A entrada de alimentos e medicamentos na Venezuela tem sido um dos temas centrais do braço de ferro entre Maduro e Guaidó, que se autoproclamou presidente interino da Venezuela em janeiro e foi reconhecido por mais de 50 países, entre eles Brasil e Estados Unidos.

Em 23 de fevereiro, ele liderou uma tentativa de entrar com ajuda humanitária na Venezuela a partir das fronteiras da Colômbia e do Brasil. A operação, cujos mantimentos haviam sido enviados principalmente pelos Estados Unidos, acabou frustrada.

Maduro encarou a entrega de ajuda como uma tentativa de iniciar uma potencial intervenção militar na Venezuela e ordenou que os militares fechassem as fronteiras e bloqueassem a entrada de caminhões carregados de bens de primeira necessidade.

Vários veículos que já haviam iniciado seu trajeto em direção à Venezuela tiveram de recuar. Foram registrados momentos de grande tensão entre militares venezuelanos e civis nas fronteiras, e confrontos acabaram deixando sete mortos e centenas de feridos.

Rocca, da Cruz Vermelha, afirmou que a organização está disponível para distribuir os mantimentos que permanecem parados desde o episódio na fronteira venezuelana, tanto do lado colombiano como do brasileiro, mas, frisou, sempre conforme as regras da instituição.

"[A tentativa frustrada em fevereiro] foi muito politizada. [...] Se essa ajuda seguir as nossas regras e os nossos protocolos, estamos obviamente disponíveis para distribuí-la", disse o representante.

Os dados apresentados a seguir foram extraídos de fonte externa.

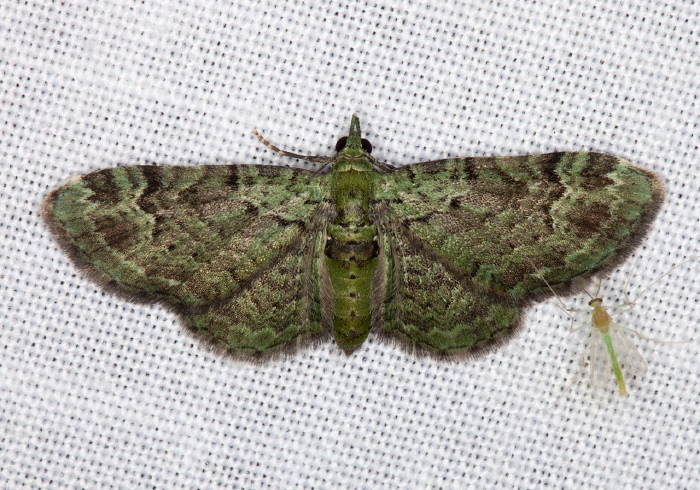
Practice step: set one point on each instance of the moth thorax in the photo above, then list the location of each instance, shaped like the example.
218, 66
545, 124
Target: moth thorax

Mais de 90% dos venezuelanos vivem na pobreza

A Venezuela enfrenta uma grave crise política, econômica e social, em meio a uma forte escassez de alimentos e medicamentos.

A ONU alertou nesta quinta-feira que quase um quarto dos habitantes da Venezuela precisa urgentemente de ajuda humanitária. Com uma população de 30 milhões de pessoas, essa porcentagem corresponde a sete milhões de venezuelanos.

Em 2018, 94% da população do país vivia na pobreza, sendo 60% deles em situação de pobreza extrema, segundo as Nações Unidas. O órgão advertiu ainda que os registros de desnutrição e doenças também seguem uma trajetória de crescimento.

Bomba de gás lacrimogêneo foi lançada durante um discurso de Guaidó nesta sexta-feiraFoto: Reuters/I. Alvarado

Neste sábado, a Venezuela deve ser palco de novas manifestações, convocadas tanto pela oposição liderada por Guaidó como pelo regime de Maduro.

Os opositores devem protestar contra os apagões que têm afetado o país desde o início de março, enquanto os atos pró-Maduro falam em uma "operação em defesa da liberdade".

Guaidó está preparando ainda o que chama de "operação liberdade" – uma mobilização até o palácio presidencial de Miraflores, em Caracas, em uma data ainda não definida, com a intenção de assumir o controle do governo venezuelano.

"A operação liberdade é um trabalho de todos", afirmou o líder oposicionista durante um discurso a uma multidão a oeste de Caracas nesta sexta-feira. Uma bomba de gás lacrimogêneo foi lançada pouco antes de sua chegada ao local, mas ainda não se sabe por quem.